We coincide our cows calving with the start of the pasture season. Our cows are bred for maternal instincts and calving ease so that she can have her calf peacefully on her own.  The birth weight of our calves usually ranges from 80 – 90 lbs.

Cow & Calf Graze Together

Cows & calves are rotational grazed until mid-fall. This means they are moved to a different paddock every other day. Each paddock gets a rest period of 25-30 days each. The rest period is very important because it allows the grass to regrow with out having any cattle around to chop off new re-growth, allowing for a high yielding and quality pasture.

Calf is Weaned 

Calves are weaned in late fall when they are around 500 lbs. The age of them is usually around 6 months. As seen in the photo, we use a device called a quiet wean. This is a low stress style of weaning.

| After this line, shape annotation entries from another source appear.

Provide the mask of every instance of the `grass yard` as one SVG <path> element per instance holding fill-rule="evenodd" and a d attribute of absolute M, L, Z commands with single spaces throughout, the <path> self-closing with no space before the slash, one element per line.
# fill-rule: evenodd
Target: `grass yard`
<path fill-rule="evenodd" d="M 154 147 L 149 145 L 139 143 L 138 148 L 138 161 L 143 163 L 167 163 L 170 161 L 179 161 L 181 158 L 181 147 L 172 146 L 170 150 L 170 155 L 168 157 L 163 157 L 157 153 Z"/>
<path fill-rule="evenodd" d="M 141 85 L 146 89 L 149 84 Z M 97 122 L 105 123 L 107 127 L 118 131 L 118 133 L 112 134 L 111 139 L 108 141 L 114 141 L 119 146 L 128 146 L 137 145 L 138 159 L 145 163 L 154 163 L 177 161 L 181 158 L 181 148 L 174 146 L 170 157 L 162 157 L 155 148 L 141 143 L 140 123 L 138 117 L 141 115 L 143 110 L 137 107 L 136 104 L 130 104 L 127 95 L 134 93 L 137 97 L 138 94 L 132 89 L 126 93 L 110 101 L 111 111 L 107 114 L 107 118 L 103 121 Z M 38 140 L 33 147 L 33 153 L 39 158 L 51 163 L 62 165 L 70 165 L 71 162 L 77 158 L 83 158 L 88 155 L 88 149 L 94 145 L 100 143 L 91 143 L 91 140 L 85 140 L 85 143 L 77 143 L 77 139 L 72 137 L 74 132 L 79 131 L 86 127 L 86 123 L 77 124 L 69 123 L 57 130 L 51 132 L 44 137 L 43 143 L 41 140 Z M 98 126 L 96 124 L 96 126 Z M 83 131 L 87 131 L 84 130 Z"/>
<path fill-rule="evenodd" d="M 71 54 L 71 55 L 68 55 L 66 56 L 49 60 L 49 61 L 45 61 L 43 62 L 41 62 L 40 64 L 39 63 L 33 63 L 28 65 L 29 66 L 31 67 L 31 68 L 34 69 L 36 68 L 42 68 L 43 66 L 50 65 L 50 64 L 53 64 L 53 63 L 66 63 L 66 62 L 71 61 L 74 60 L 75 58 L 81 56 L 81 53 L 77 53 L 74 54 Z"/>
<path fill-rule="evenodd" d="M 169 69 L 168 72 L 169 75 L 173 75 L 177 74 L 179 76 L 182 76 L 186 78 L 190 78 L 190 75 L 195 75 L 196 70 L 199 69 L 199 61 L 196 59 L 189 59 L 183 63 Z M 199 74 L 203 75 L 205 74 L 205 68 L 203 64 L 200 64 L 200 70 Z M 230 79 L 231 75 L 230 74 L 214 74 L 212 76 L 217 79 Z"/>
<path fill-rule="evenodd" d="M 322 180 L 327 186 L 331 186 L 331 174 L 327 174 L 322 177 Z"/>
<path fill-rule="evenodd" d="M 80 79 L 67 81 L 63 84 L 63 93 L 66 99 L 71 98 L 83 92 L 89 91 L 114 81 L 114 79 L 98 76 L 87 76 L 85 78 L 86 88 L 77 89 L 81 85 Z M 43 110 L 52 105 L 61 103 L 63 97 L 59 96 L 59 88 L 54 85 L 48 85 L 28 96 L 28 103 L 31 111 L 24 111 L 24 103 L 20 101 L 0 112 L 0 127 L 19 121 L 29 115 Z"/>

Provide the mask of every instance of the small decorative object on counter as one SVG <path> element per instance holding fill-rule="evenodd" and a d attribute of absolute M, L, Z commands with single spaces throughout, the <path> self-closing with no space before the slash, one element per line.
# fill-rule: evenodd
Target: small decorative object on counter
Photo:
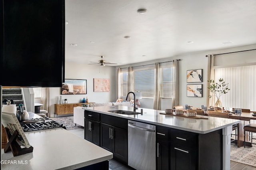
<path fill-rule="evenodd" d="M 60 96 L 60 104 L 62 104 L 62 97 Z"/>
<path fill-rule="evenodd" d="M 68 99 L 64 99 L 64 104 L 68 104 Z"/>
<path fill-rule="evenodd" d="M 165 109 L 165 113 L 168 114 L 172 114 L 173 112 L 173 110 L 170 109 Z"/>
<path fill-rule="evenodd" d="M 196 112 L 188 111 L 187 112 L 187 115 L 188 116 L 196 116 Z"/>
<path fill-rule="evenodd" d="M 175 111 L 175 114 L 177 115 L 182 115 L 184 114 L 184 111 L 180 110 L 176 110 Z"/>

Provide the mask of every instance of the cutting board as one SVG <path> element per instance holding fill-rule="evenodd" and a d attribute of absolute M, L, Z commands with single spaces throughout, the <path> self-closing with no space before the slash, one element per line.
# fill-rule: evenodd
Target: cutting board
<path fill-rule="evenodd" d="M 188 118 L 203 119 L 208 119 L 208 117 L 205 117 L 201 115 L 197 115 L 196 116 L 188 116 L 186 113 L 184 113 L 184 115 L 175 115 L 175 114 L 166 113 L 160 113 L 162 115 L 170 115 L 171 116 L 179 116 L 180 117 L 187 117 Z"/>

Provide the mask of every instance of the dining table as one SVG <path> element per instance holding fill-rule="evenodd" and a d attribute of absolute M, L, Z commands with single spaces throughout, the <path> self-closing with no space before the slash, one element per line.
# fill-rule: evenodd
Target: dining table
<path fill-rule="evenodd" d="M 187 109 L 180 109 L 178 110 L 181 110 L 184 111 L 185 113 L 186 113 Z M 192 108 L 191 109 L 193 111 L 196 111 L 198 110 L 198 108 Z M 175 110 L 174 111 L 175 111 Z M 207 112 L 204 112 L 204 115 L 208 116 L 208 111 L 214 111 L 213 109 L 208 109 Z M 238 116 L 237 113 L 231 112 L 229 114 L 228 119 L 233 119 L 240 120 L 241 121 L 237 125 L 237 139 L 236 140 L 236 144 L 238 147 L 244 146 L 244 127 L 250 124 L 250 122 L 251 120 L 256 120 L 256 115 L 254 115 L 251 113 L 242 112 L 241 115 Z M 252 145 L 250 141 L 249 140 L 249 132 L 245 132 L 245 145 L 246 146 L 252 147 Z M 232 142 L 235 142 L 235 141 Z"/>

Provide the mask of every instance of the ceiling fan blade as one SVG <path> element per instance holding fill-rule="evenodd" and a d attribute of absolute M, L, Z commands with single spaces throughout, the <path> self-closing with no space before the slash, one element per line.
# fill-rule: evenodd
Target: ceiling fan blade
<path fill-rule="evenodd" d="M 104 63 L 106 64 L 117 64 L 117 63 L 109 63 L 108 62 L 106 62 Z"/>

When calves are weaned from their mothers, there are usually two main stresses. One being the stress of them being away from their mothers and two being not having any milk to drink. By using quiet weans the calves stay with there mothers while the quiet weans stop them from being able to nurse. This is done for about 3 to 5 days. This breaks up the stress of weaning and causing very little to no bellering post weaning.


Baleage is fermented hay.

Growing The Calf

After the calves are weaned from their mothers, we bring them to our back-rounding barn for the winter. Back rounding is a term cattle farmers use to describe the stage of a calf’s feeding process from weaning to pre-finishing ration.

During the back-rounding process, our calves are fed a protein pellet in the morning and free choice baleage. During this process we want them to build frame.


Once the snow is gone and the ground is dry enough, the weaned calves leave the back rounding barn and head out to pasture! Depending on the weather and the yields, these cattle are on grass from June to October. 

For good gains, we rotationally graze to optimize cattle and pasture production.

Weaned Calves Go Out To Pasture
fat eating corn.jpg
Finishing Ration

When the calves reach roughly 800lbs. they are transitioned to corn-based grain for breakfast with free choice of baleage. Each finishing animal eats 1% of their body weight in grain per day. That means an 800lb. animal eats 8lbs. of grain a day! 


When animals reach 1200 – 1400 lbs. they are sent to Parker Meats to be butchered. Parker Meats is owned and operated by Nick Martin. He is a young, hard working butcher that does a fantastic job. We are always eager to support young entrepreneurs in agriculture.


Our cattle are dry aged at this location for 21 days. Dry aging is a process where carcasses are hung in a climate-controlled location best suited for natural enzymes to eat away at muscle tissue. This is a way to naturally tenderize beef and enhance flavour.